Path-connectedness implies connectedness, but the converse fails. The classic counterexample is the topologist's sine curve: the closure of the graph of sin(1/x) for x > 0. This set is connected — you cannot separate it into two open pieces — but it is not path-connected because no continuous path can cross from the oscillating part to the limit segment on the y-axis. The oscillation becomes infinitely rapid as x → 0, preventing any path from reaching the y-axis without "jumping." This example shows that connectedness is a weaker condition, and path-connectedness is the right hypothesis when you need to actually construct a path between points.

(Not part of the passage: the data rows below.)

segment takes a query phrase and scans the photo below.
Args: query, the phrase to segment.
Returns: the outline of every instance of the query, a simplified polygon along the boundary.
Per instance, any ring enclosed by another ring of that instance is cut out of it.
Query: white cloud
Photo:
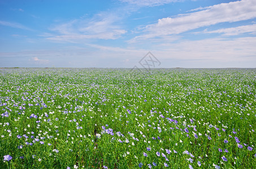
[[[210,8],[211,8],[211,6],[207,6],[207,7],[199,7],[195,8],[195,9],[189,10],[186,12],[194,12],[194,11],[201,11],[201,10],[203,10],[209,9]]]
[[[256,34],[256,24],[235,28],[219,29],[212,31],[204,31],[204,33],[223,33],[224,35],[236,35],[246,33]]]
[[[99,14],[91,19],[75,19],[50,29],[59,35],[47,39],[74,41],[85,39],[115,39],[127,31],[119,25],[121,19],[114,14]]]
[[[176,17],[159,19],[144,29],[145,34],[133,40],[178,34],[196,28],[224,22],[236,22],[256,17],[256,1],[243,0],[220,3],[198,12],[179,15]]]
[[[31,29],[27,26],[25,26],[20,24],[16,23],[7,22],[7,21],[0,20],[0,25],[3,25],[3,26],[6,26],[15,28],[28,30],[33,30],[32,29]]]
[[[129,3],[138,6],[156,6],[171,2],[182,1],[181,0],[119,0],[122,2]]]

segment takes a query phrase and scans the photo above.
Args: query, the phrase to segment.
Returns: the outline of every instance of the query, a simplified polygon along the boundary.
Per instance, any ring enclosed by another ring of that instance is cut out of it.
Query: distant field
[[[255,69],[1,69],[0,168],[255,168]]]

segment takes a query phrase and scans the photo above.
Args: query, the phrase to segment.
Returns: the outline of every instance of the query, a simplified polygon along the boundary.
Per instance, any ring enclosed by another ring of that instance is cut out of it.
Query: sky
[[[256,68],[255,44],[256,0],[0,0],[0,67]]]

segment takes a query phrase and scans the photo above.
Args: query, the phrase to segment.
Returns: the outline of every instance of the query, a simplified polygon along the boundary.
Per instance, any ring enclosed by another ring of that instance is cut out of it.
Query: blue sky
[[[0,0],[0,67],[255,68],[256,1]]]

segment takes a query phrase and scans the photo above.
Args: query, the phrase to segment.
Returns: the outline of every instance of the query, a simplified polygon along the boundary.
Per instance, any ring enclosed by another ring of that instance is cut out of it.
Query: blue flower
[[[250,147],[249,146],[248,146],[248,147],[247,148],[248,149],[248,150],[249,151],[251,151],[253,150],[253,148],[251,148],[251,147]]]

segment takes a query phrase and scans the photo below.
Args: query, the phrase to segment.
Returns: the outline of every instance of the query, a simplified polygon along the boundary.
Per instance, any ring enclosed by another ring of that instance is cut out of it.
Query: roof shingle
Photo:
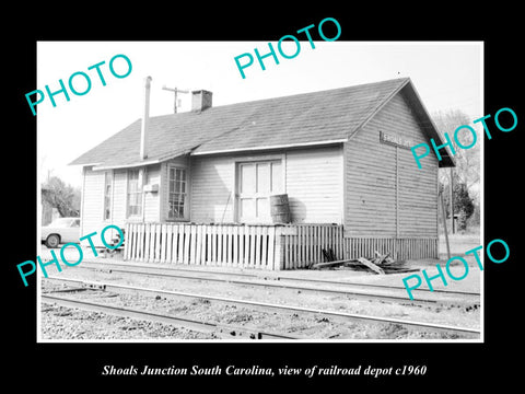
[[[345,140],[410,80],[395,79],[150,118],[148,159],[139,159],[141,119],[71,164],[131,166],[192,152]]]

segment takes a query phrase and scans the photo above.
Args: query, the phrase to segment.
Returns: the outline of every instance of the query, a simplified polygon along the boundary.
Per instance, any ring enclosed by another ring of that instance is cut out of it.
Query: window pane
[[[257,198],[257,218],[268,218],[269,216],[268,198]]]
[[[243,194],[254,194],[255,193],[255,164],[241,164],[241,193]]]
[[[184,206],[186,201],[186,170],[170,169],[170,190],[167,196],[167,218],[184,219]]]
[[[282,193],[282,170],[280,161],[271,163],[271,193]]]
[[[242,218],[255,218],[255,200],[253,198],[242,198],[240,208]]]
[[[270,193],[270,163],[257,164],[257,194]]]

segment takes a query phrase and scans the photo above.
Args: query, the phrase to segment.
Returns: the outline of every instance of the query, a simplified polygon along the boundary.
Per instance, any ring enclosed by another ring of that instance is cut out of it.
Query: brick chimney
[[[211,108],[213,93],[200,90],[191,92],[191,112],[201,112]]]

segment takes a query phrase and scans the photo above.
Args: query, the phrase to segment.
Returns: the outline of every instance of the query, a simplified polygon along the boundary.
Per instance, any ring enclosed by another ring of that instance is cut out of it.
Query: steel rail
[[[90,264],[92,264],[90,266]],[[347,287],[347,286],[350,286],[350,287],[364,287],[364,288],[381,288],[381,289],[385,289],[385,290],[389,290],[389,289],[396,289],[396,290],[405,290],[405,287],[402,286],[388,286],[388,285],[377,285],[377,283],[361,283],[361,282],[349,282],[349,281],[337,281],[337,280],[326,280],[326,279],[312,279],[312,278],[296,278],[296,277],[288,277],[288,276],[276,276],[276,277],[266,277],[266,276],[260,276],[260,275],[256,275],[256,274],[246,274],[246,273],[228,273],[228,271],[224,271],[224,273],[217,273],[217,271],[210,271],[210,270],[203,270],[203,269],[185,269],[185,268],[167,268],[167,267],[151,267],[151,266],[144,266],[144,265],[127,265],[127,264],[118,264],[118,263],[89,263],[88,265],[85,264],[82,264],[82,265],[79,265],[78,267],[80,268],[89,268],[89,269],[101,269],[103,270],[104,268],[100,268],[100,267],[96,267],[96,265],[101,265],[101,266],[104,266],[104,267],[110,267],[110,266],[116,266],[116,267],[125,267],[126,269],[125,270],[121,270],[121,269],[118,269],[118,268],[108,268],[110,270],[114,270],[114,271],[129,271],[130,268],[135,269],[135,268],[139,268],[139,269],[156,269],[156,270],[164,270],[164,271],[168,271],[170,274],[160,274],[160,273],[148,273],[147,275],[155,275],[155,276],[166,276],[166,277],[174,277],[174,278],[177,278],[177,277],[180,277],[180,278],[188,278],[188,279],[194,279],[194,277],[188,277],[188,276],[184,276],[184,275],[180,275],[180,274],[175,274],[175,273],[179,273],[179,271],[183,271],[183,273],[191,273],[191,274],[195,274],[195,273],[198,273],[198,274],[205,274],[205,275],[213,275],[213,276],[237,276],[237,277],[246,277],[246,278],[254,278],[254,279],[261,279],[261,280],[275,280],[275,281],[285,281],[285,280],[289,280],[289,281],[304,281],[304,282],[311,282],[311,283],[323,283],[323,285],[337,285],[337,286],[342,286],[342,287]],[[229,282],[241,282],[238,280],[224,280],[224,279],[218,279],[218,278],[205,278],[205,277],[195,277],[195,279],[201,279],[201,280],[214,280],[214,281],[229,281]],[[253,282],[247,282],[247,283],[253,283]],[[259,286],[265,286],[262,283],[260,283]],[[272,285],[268,285],[269,287],[272,286]],[[285,285],[276,285],[276,287],[278,286],[282,286],[282,287],[285,287]],[[290,287],[292,288],[292,287]],[[301,288],[298,287],[299,290],[301,290]],[[310,289],[310,288],[306,288],[306,289]],[[323,290],[320,290],[323,291]],[[412,292],[417,293],[417,292],[420,292],[420,291],[424,291],[424,292],[438,292],[438,293],[443,293],[443,294],[456,294],[456,296],[471,296],[471,297],[480,297],[480,293],[476,293],[476,292],[467,292],[467,291],[455,291],[455,290],[440,290],[440,289],[434,289],[433,291],[431,291],[430,289],[413,289]],[[402,298],[405,300],[409,300],[408,298]]]
[[[72,283],[85,286],[92,289],[102,289],[102,290],[116,291],[116,292],[124,290],[124,291],[130,291],[131,293],[142,293],[142,294],[153,293],[156,296],[163,294],[165,297],[175,297],[175,298],[183,297],[183,298],[203,299],[203,300],[210,300],[210,301],[219,301],[219,302],[225,302],[225,303],[255,306],[255,308],[260,308],[262,310],[280,310],[280,311],[289,311],[289,312],[323,314],[327,316],[343,317],[346,320],[353,320],[353,321],[368,322],[368,323],[400,324],[411,328],[420,328],[420,329],[423,328],[423,329],[431,329],[431,331],[438,331],[438,332],[457,333],[457,334],[469,335],[469,336],[479,336],[481,334],[479,329],[457,327],[457,326],[451,326],[451,325],[444,325],[444,324],[413,322],[413,321],[406,321],[400,318],[370,316],[370,315],[362,315],[362,314],[355,314],[355,313],[327,311],[327,310],[311,309],[311,308],[295,306],[295,305],[275,304],[269,302],[232,299],[232,298],[218,297],[218,296],[187,293],[187,292],[173,291],[173,290],[151,289],[151,288],[128,286],[128,285],[91,282],[91,281],[71,279],[71,278],[48,277],[47,279],[58,280],[61,282],[72,282]]]
[[[122,269],[122,268],[98,268],[92,266],[83,266],[81,268],[91,269],[96,271],[108,274],[113,273],[121,273],[121,274],[132,274],[132,275],[144,275],[144,276],[154,276],[154,277],[162,277],[162,278],[177,278],[177,279],[189,279],[189,280],[197,280],[197,281],[215,281],[215,282],[228,282],[233,285],[240,286],[258,286],[258,287],[266,287],[266,288],[275,288],[275,289],[285,289],[292,291],[310,291],[310,292],[317,292],[317,293],[329,293],[329,294],[342,294],[346,297],[352,297],[354,299],[376,299],[382,301],[390,301],[397,302],[401,304],[411,304],[411,305],[431,305],[431,306],[442,306],[442,305],[471,305],[471,304],[479,304],[479,301],[468,301],[468,300],[430,300],[430,299],[413,299],[410,300],[408,297],[400,297],[395,294],[377,294],[371,292],[358,292],[358,291],[350,291],[350,290],[342,290],[342,289],[327,289],[327,288],[317,288],[317,287],[305,287],[305,286],[290,286],[284,283],[276,283],[276,282],[267,282],[267,281],[247,281],[247,280],[235,280],[235,279],[224,279],[224,278],[211,278],[211,277],[203,277],[203,276],[192,276],[192,275],[180,275],[180,274],[173,274],[173,273],[155,273],[151,271],[150,269],[144,270],[144,268],[139,268],[138,270],[135,267],[130,267],[131,269]],[[154,269],[154,268],[152,268]],[[396,291],[399,290],[394,288]],[[392,289],[390,289],[392,290]]]
[[[70,289],[82,290],[82,289]],[[129,308],[103,305],[94,302],[82,300],[73,300],[69,298],[42,294],[42,302],[48,304],[57,304],[65,308],[78,308],[84,311],[102,312],[117,316],[130,317],[136,320],[145,320],[150,322],[158,322],[163,324],[171,324],[179,327],[185,327],[202,333],[212,333],[222,338],[241,337],[246,339],[301,339],[288,334],[267,333],[254,331],[246,327],[233,326],[220,323],[200,322],[180,316],[164,315],[159,313],[145,312]]]

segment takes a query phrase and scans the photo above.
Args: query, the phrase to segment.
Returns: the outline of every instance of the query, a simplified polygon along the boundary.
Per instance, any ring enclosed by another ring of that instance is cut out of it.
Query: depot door
[[[270,223],[270,195],[282,193],[280,160],[237,164],[237,220]]]

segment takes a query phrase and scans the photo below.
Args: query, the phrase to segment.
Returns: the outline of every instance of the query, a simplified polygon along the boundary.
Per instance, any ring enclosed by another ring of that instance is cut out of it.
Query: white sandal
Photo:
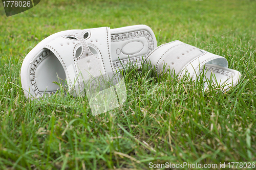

Path-connectedness is the entry point to algebraic topology because paths compose. If γ₁ goes from p to q and γ₂ goes from q to r, then concatenating them gives a path from p to r (reparametrize so γ₁ runs over [0, 1/2] and γ₂ over [1/2, 1]). The set of paths in a space, up to continuous deformation, organizes into algebraic structures — the fundamental group being the first. This is why path-connectedness is a prerequisite to homotopy theory: before asking how paths deform, you need to know paths exist between any two points.